StreamMem: Query-Agnostic KV Cache Memory for Streaming Video Understanding
This addresses the challenge of efficient long video understanding for AI applications, though it is incremental as it builds on existing compression methods.
The paper tackles the problem of high memory and computational overhead in multimodal large language models when processing long videos by proposing StreamMem, a query-agnostic KV cache memory mechanism that compresses visual tokens in a streaming manner, achieving state-of-the-art performance on long video understanding benchmarks.

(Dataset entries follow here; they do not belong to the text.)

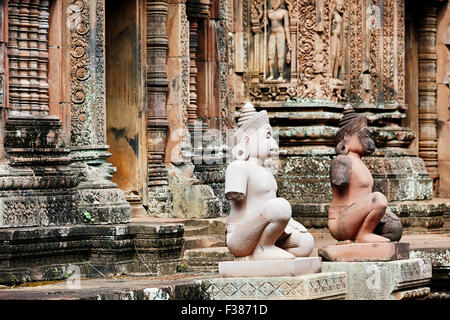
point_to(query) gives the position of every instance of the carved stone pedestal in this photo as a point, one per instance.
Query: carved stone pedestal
(270, 268)
(360, 252)
(330, 285)
(93, 251)
(391, 280)
(37, 182)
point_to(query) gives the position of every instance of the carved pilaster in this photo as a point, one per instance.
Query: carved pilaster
(427, 90)
(193, 71)
(97, 194)
(157, 88)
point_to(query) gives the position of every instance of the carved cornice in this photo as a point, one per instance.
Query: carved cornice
(198, 8)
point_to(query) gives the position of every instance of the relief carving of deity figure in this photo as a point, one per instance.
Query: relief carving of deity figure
(336, 40)
(279, 40)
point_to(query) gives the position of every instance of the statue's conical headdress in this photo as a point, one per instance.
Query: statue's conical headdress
(249, 121)
(350, 123)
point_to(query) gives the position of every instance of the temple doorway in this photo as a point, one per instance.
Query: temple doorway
(125, 98)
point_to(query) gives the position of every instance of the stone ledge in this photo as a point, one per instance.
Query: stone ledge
(46, 253)
(270, 268)
(365, 252)
(330, 285)
(383, 280)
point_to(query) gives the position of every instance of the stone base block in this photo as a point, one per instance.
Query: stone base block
(359, 252)
(330, 285)
(51, 253)
(270, 268)
(389, 280)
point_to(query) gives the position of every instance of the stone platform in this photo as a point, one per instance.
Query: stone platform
(52, 253)
(360, 252)
(270, 268)
(329, 285)
(186, 287)
(390, 280)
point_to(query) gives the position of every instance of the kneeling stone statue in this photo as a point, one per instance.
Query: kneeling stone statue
(259, 226)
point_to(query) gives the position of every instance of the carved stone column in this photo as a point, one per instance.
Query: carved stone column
(160, 198)
(36, 180)
(427, 91)
(97, 194)
(193, 71)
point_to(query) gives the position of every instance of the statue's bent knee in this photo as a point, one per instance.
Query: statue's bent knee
(278, 210)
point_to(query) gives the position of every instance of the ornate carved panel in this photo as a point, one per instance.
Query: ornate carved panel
(87, 74)
(297, 49)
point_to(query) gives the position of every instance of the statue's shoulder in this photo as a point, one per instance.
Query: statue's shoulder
(238, 165)
(340, 170)
(341, 160)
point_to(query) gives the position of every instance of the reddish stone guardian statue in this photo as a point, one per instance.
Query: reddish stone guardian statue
(356, 213)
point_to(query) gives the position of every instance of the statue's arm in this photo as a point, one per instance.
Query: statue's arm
(236, 181)
(286, 28)
(340, 171)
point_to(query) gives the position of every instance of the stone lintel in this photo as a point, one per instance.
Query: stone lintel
(365, 252)
(270, 268)
(330, 285)
(388, 280)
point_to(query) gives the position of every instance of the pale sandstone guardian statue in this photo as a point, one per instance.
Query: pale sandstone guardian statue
(279, 38)
(259, 226)
(356, 213)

Multimodal large language models (MLLMs) have made significant progress in visual-language reasoning, but their ability to efficiently handle long videos remains limited. Despite recent advances in long-context MLLMs, storing and attending to the key-value (KV) cache for long visual contexts incurs substantial memory and computational overhead. Existing visual compression methods require either encoding the entire visual context before compression or having access to the questions in advance, which is impractical for long video understanding and multi-turn conversational settings. In this work, we propose StreamMem, a query-agnostic KV cache memory mechanism for streaming video understanding. Specifically, StreamMem encodes new video frames in a streaming manner, compressing the KV cache using attention scores between visual tokens and generic query tokens, while maintaining a fixed-size KV memory to enable efficient question answering (QA) in memory-constrained, long-video scenarios. Evaluation on three long video understanding and two streaming video question answering benchmarks shows that StreamMem achieves state-of-the-art performance in query-agnostic KV cache compression and is competitive with query-aware compression approaches.